I also think of the parental attitudes of government toward the poor and homeless in their cities. Sometimes they ask their “children” what they need, sometimes they don’t. Often (always?) what is finally rarely gets below the surface of the need.

And Ezekiel tells us the same story. God is fed up with his children of Israel ignoring his jubilees while the rich get richer and the poor get poorer.

I drove through the heart of west Austin to visit my friend Shannon yesterday. I left the affluent north side, drove through the university area and into the equally affluent south side, skirting the downtown skyscrapers. There were beautiful forests, seemingly endless, on both sides of Highway 1. I passed by Barton Springs and Deep Eddy, two municipal pools fed by springs, which use no chlorine because they are filled each day with clean, new water. I wanted to stop and swim, but the traffic patterns precluded any quick dip.

I have read that there is far less forest canopy on the east side of Austin than the west. There is far less affluence there as well. While the concrete may be extending every which way, there is poverty in one direction and swimming pool money in the other.

Woe to the shepherds of Israel who have been pasturing themselves! You have fed off the sheep rather than pasturing them. You have fed off their milk, worn their wool, and slaughtered them, but the sheep you have not pastured.

God pulls no punches. God is angry. “The poor you will always have with you.” God will protect the weaker ones, no matter what. If you are not poor, He says, your responsibility is to them. Jubilee, during which all property returns to the original owner, has failed. We’re left only with almsgiving, and that is failing too. Everywhere there are turned up noses and downcast eyes. The shepherds are taking advantage. Why should this be?

The Lord is my shepherd, I shall not want.

When I got back home I tuned in to a zoom centering prayer meeting with another friend, Mary Lou in Champaign, Illinois. We visited for a few minutes, read Sunday’s gospel using lectio divina, and sat in silence for twenty minutes. We broke our silence with the Lord’s Prayer and prayers of supplication before turning to a short reading from Henri Nouwen’s writing about gratitude.

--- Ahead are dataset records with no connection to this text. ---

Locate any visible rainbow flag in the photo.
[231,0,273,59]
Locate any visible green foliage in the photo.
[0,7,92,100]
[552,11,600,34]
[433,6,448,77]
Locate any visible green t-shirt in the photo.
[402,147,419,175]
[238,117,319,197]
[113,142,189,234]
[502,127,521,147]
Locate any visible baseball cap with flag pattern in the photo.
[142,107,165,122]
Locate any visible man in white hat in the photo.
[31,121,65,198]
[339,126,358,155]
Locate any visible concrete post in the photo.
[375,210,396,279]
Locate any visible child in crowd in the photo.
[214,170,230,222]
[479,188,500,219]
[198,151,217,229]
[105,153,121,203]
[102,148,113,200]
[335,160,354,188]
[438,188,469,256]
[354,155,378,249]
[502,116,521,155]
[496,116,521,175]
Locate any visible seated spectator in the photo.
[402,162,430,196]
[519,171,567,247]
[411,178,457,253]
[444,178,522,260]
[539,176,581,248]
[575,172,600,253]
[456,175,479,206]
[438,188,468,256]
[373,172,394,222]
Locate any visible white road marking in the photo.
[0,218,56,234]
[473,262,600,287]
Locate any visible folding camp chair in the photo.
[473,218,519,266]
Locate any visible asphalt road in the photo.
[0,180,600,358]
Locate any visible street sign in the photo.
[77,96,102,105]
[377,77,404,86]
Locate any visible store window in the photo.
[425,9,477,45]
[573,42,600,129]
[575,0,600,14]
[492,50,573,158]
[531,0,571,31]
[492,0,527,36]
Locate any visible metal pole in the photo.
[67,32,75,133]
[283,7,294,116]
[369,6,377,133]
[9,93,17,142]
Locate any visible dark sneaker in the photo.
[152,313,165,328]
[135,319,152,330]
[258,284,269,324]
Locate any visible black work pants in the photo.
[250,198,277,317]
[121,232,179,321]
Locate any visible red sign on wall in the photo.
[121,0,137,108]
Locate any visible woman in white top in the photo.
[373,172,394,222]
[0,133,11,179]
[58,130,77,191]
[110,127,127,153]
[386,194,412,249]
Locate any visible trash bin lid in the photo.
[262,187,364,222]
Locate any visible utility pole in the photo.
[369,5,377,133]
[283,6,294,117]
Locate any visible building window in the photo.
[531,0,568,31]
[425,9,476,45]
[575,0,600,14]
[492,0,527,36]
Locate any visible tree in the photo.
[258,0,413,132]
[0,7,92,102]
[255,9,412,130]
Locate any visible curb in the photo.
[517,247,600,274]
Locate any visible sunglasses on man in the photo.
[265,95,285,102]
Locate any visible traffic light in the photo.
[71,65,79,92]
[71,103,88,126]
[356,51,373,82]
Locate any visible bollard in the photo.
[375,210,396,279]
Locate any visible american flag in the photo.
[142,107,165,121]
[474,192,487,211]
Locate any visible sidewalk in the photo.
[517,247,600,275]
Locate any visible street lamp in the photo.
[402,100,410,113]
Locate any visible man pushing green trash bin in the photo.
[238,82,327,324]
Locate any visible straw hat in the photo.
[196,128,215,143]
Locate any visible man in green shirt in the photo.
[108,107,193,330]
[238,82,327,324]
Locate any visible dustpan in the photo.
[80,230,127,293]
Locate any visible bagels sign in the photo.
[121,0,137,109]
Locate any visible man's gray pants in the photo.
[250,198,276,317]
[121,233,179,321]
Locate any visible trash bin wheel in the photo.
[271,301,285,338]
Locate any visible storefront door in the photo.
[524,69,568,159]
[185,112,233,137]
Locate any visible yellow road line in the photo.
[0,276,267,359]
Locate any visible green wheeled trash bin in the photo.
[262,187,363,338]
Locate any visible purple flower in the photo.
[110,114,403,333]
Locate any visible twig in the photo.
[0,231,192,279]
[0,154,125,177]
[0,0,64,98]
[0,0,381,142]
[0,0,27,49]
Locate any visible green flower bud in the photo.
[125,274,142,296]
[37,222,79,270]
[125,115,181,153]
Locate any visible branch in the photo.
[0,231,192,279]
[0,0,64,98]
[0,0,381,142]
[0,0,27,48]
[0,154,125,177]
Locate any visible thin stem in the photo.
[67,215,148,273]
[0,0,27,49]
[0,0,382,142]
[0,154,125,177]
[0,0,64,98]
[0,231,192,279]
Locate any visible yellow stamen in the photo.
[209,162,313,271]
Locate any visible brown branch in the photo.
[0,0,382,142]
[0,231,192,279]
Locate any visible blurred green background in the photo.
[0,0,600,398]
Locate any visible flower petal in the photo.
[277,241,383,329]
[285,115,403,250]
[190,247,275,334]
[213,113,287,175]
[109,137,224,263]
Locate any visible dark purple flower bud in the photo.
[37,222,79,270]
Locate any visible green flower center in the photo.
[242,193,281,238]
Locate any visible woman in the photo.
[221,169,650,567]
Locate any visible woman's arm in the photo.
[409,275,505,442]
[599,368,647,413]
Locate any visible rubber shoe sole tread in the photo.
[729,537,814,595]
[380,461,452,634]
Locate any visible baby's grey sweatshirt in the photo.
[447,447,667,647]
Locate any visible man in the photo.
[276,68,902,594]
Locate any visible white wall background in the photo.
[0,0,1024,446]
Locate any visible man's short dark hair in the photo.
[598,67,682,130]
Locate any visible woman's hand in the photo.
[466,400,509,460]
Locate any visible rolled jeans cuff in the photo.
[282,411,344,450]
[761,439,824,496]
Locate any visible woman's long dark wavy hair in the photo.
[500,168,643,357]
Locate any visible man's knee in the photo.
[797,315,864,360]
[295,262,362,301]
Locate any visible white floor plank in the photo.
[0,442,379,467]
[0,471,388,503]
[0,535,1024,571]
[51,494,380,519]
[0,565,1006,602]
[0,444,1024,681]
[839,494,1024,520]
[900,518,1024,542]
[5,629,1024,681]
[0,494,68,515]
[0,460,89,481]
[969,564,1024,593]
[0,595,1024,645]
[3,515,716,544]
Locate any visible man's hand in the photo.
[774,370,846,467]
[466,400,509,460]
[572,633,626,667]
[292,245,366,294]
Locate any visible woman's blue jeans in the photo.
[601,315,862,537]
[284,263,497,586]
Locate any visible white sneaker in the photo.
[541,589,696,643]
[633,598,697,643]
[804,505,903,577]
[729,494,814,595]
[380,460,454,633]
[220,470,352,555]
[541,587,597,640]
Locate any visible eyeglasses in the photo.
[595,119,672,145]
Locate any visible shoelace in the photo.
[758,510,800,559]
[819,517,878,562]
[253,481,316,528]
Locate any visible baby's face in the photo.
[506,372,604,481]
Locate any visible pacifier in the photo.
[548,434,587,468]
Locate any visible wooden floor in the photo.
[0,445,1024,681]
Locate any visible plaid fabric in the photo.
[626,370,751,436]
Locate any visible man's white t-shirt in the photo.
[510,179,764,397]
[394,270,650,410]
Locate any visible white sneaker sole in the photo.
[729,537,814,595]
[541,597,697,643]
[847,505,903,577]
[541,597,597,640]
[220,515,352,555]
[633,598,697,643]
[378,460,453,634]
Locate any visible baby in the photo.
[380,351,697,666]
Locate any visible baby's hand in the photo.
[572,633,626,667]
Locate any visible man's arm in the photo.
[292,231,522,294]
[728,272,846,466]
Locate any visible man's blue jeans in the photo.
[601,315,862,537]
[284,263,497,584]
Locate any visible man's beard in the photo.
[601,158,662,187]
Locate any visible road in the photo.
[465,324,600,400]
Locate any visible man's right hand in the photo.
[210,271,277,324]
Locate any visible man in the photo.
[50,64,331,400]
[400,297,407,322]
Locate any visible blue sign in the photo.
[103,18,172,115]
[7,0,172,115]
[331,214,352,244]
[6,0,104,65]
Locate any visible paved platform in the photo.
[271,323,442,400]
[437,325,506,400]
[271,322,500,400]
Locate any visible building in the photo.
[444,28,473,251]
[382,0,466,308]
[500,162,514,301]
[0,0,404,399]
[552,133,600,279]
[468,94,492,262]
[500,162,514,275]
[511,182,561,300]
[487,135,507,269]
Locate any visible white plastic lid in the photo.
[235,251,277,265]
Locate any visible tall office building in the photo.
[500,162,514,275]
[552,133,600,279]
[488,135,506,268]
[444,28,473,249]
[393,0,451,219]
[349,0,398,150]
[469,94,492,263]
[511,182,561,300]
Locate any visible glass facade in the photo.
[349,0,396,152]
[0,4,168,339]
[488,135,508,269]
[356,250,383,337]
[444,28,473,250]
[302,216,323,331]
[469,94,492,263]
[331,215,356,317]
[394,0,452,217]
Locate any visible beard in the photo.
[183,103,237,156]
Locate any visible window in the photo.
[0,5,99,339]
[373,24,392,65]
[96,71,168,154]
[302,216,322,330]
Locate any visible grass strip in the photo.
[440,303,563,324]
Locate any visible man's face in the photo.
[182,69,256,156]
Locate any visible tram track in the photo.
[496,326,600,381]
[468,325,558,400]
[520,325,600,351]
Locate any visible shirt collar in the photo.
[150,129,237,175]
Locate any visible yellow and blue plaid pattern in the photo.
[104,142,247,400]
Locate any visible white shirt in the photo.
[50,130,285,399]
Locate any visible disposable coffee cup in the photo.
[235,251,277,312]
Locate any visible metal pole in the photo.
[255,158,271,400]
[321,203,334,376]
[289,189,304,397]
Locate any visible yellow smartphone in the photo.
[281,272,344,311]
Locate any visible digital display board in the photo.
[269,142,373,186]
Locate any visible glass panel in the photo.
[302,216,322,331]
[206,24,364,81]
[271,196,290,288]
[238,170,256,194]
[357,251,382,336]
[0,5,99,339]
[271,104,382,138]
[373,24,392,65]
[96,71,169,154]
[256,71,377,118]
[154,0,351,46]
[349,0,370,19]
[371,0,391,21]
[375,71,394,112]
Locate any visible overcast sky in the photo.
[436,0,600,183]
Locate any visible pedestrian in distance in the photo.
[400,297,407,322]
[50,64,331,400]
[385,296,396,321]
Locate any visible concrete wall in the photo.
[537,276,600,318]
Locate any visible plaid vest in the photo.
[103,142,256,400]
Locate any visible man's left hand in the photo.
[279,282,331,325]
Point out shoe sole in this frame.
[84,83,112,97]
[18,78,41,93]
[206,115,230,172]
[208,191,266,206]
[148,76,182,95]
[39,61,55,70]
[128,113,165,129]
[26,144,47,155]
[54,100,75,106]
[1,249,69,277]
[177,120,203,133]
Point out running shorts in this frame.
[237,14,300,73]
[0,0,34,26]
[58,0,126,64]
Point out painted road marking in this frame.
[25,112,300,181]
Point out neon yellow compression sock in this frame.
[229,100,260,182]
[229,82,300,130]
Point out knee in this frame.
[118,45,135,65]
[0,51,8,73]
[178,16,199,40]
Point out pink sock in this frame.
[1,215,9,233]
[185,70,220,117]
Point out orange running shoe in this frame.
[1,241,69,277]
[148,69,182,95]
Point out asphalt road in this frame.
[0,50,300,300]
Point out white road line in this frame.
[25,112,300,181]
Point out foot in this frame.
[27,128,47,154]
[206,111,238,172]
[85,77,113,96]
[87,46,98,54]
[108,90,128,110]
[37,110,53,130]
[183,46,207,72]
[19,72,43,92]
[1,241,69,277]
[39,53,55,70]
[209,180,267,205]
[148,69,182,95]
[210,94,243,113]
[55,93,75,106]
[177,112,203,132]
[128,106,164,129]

Mary Lou prayed for the immigrants gathered at the border of Texas and Mexico. South to San Antonio, less than a hundred miles. West through Uvalde to Del Rio and Ciudad Acuna, not even one hundred and fifty miles more. The border is four hours away. Of course the daily temperature approaches and exceeds 100 there as it does in Austin. But air conditioning does not exist for the children or their parents while they wait for our borders to open for them.

That could be hours, but more often days, and probably weeks or months.

If at all.

 

 

It is never our job to look only at the negative facets of the jewel of life, no matter how many negative facets there seem to be. No wonder Jesus loved the little children, who forget the bad stuff as soon as it happens. Suffering just rolls off their back. They go back to playing, and trust that food and water will be there for them.

But with shepherds like those Ezekiel fingered, and sometimes like us, one of these days there won’t be.